8. La puissance électrique nécessaire à terme au projet est de plus de 60 MW. De plus, les groupes électrogènes de secours devront avoir une puissance thermique nominale supérieure, en raison de la déperdition d’énergie liée à leur fonctionnement.

9. Les installations de combustion d’une puissance thermique nominale supérieure ou égale à 50 MW sont soumises à autorisation au titre de la rubrique 3110 des installations classées pour la protection de l’environnement. L’annexe à l’article R. 122-2 du code de l’environnement soumet à évaluation environnementale ce type d’installation. Il en résulte, en l’état de l’instruction, que le projet nécessitait la réalisation d’une étude d’impact. En son absence, le permis de construire du 18 décembre 2025 doit être suspendu, en application de l’article L 122-2 du code de l’environnement.

10. Pour l’application de l’article L. 600-4-1 du code de l’urbanisme, il doit être précisé que le moyen tiré de la méconnaissance du règlement de la zone UZ du plan local d’urbanisme qui proscrit les installations classées pour la protection de l’environnement soumises à autorisation et les constructions à usage d’industrie sources de risques et de nuisances est propre à créer, en l’état de l’instruction, un doute sérieux quant à la légalité de la décision attaquée.

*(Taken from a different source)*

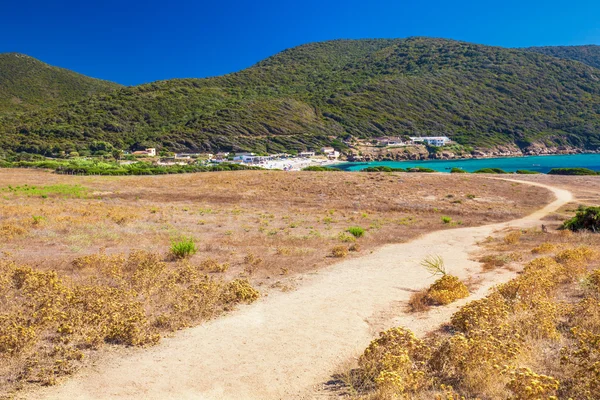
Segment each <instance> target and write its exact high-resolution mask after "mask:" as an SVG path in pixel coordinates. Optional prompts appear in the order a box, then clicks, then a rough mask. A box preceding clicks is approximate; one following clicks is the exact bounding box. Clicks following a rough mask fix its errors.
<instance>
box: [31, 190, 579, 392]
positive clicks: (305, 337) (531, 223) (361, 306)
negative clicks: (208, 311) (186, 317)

Sur les frais d’instance :

11. En vertu des dispositions de l’article L. 761-1 du code de justice administrative, le tribunal ne peut pas faire bénéficier la partie perdante du paiement par l’autre partie des frais qu’elle a exposés à l’occasion du litige soumis au juge. Les conclusions présentées à ce titre par la commune d’Alixan et la SAS Sesterce Group doivent dès lors être rejetées.

12. Dans les circonstances de l’espèce, il y a lieu de condamner la commune d’Alixan comme la SAS Sesterce Group à verser à l’association Les Amis de la Terre France une somme de 1 500 € au titre des frais exposés et non compris dans les dépens.

Ordonne

Article 1 : L’exécution du permis de construire du 18 décembre 2025 est suspendue.

Article 2 : La commune d’Alixan versera à l’association Les Amis de la Terre France une somme de 1 500 € au titre de l’article L. 761-1 du code de justice administrative.

Article 3 : La SAS Sesterce Group versera à l’association Les Amis de la Terre France une somme de 1 500 € au titre de l’article L. 761-1 du code de justice administrative.

Article 4 : Les conclusions de la commune d’Alixan et de la SAS Sesterce Group présentées au titre de l’article L. 761-1 du code de justice administrative sont rejetées.

Article 5 : La présente ordonnance sera notifiée à l’association Les Amis de la Terre Drôme, l’association Les Amis de la Terre France, l’association ATTAC Romans, l’association Stop Linky 5G Drôme Ardèche, l’association ADN Drôme Ardèche, l’association Communs Paysans, Mme G. C., M. D. I., Mme F. E…, M. H. B., à la commune d’Alixan et à la SAS Sesterce Group.

TA Grenoble, 10 juillet 2026, n° 2605946, Les Amis de la Terre Drôme (Assoc.)